Moody listed a number of possible combinations with the receiver and barrel saying, “As far as versatility, you can change this into just about anything.”

Speaking to the brutish appearance of the AR, Moody said, “It’s frightening because it’s not taught any other way than it being frightful.”

“You can take any one of these guns and you can turn it any color you want,” Moody said. “But the minute some knucklehead out there does something stupid with it, it becomes frightening.” 

Moody pointed to recent changes in our culture, such as children on a playground finding themselves suspended for pointing their finger like a gun during play.

“As a society, I feel we’ve gotten away from teaching our kids the fundamentals of safe weapons handling,” Moody said. I think as a society, we’ve failed the fact of incorporating this safety, this idea about weapons handling with the youth.”

Moody also points a finger at the movie and video game industry for perpetuating the glorification of gun violence and improper weapon handling.


Having grown up around weapons, Moody said he has taught his own children from an early age with AirSoft guns, how to safely handle weapons and instilling an understanding that “(guns) kill things.” For that, Moody said, they respect them and they don’t touch them when not in use.

Across one wall, nearly half the length of the armory, G3 Firearms from Turner displayed their wares, advertising automatic weapons and silencers.

Owner Chris Jordan, who said he started with seven guns in his shop, has now entered his 10th year, fourth as a full-time enterprise.

Business was brisk as Jordan chatted with his associates periodically, making deals on firearms and ammunition for his patrons, many of which appeared to be return customers and friends.

The big seller for Jordan over the weekend show?

“It’s been, in all honesty, AK-type rifles,” he said. “We sold like five of them yesterday.”


Jordan said handguns are always popular sellers at G3, but AKs were the top item for this venue.

Despite selling some fully automatic weapons, Jordan assures they are not flying out the back door, and all sales face stringent National Firearms Act guidelines, where each firearm is tracked, registered and of course, taxed.

Jordan said he doesn’t bring any fully automatic weapons to the show.

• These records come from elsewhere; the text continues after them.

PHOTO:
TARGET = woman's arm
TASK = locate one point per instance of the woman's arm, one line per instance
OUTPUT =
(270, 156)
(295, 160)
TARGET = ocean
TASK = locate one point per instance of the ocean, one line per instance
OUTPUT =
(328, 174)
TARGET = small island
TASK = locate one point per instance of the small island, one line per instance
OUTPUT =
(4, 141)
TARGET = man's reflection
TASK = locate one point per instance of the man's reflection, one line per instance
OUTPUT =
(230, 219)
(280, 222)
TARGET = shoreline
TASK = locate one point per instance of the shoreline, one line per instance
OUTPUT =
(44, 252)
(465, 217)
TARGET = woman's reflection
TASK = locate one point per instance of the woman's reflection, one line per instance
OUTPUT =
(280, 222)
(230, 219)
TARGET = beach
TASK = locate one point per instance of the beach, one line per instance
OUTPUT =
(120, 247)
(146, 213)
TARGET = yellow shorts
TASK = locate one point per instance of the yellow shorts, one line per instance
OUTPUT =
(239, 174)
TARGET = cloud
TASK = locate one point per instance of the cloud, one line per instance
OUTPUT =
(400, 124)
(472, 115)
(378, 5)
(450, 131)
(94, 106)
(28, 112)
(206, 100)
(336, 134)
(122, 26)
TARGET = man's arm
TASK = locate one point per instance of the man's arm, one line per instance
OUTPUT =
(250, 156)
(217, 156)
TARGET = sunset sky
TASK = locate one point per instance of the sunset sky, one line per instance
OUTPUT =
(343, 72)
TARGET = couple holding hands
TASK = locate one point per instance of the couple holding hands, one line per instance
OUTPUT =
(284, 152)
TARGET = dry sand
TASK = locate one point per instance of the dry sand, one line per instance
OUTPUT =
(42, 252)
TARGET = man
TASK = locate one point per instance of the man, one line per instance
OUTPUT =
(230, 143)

Well, none except his own — a Chinese-made, registered AK-47 to the tune of $22,000. An indulgence, Jordan said, that almost bought him a posterior kicking from his wife.

Jordan said as the business was developing, he had sold all his transferable automatics.

“Last year was a good year, so I bought a toy back for myself,” he said.

Don’t get too excited about running out to buy a silencer, either, Jordan said, those too are governed by the NFA. Besides, Jordan said, “it’s not going to make you a ninja,” describing the Hollywood-driven fascination with them.


Jordan said he does move a lot of silencers though, adding there were over 150 in transfer at the moment.

“They’re a lot of fun,” he said, which takes some of the sting out of the $200 transfer fee.

Looking down the tables of firearms, Jordan said he thinks they have the largest display at the show, but since it’s a local show for him and the only one he does, he likes to make the best of it. He said he would rather spend time with his family on the weekends.

Despite being surrounded by firearms all the time, Jordan doesn’t hunt.

“I’d put the family through the windshield to save a squirrel,” he said, laughing.

For Jordan, targets are game enough — especially when those targets are binary explosive targets, a big seller at the shop.


“I have a good time; I love my customers,” Jordan said, citing an overwhelming sense of community and honesty among their good qualities.

Throughout the event, dealers said there have been no problems with the National Instant Background Check System utilized at each sale.

A charity event, the gun show put on by the Exchange Club of Auburn is now in its 38th year, according to member William Murphy of Rangeley.

“We give it all away to the kids in the community,” Murphy said. It’s to the tune of $30,000 each year from the gun show alone, he said.

Murphy said the club carefully made sure that all state and federal regulations were adhered to, two ATF agents were present all weekend and that NICS checks were made for each firearm.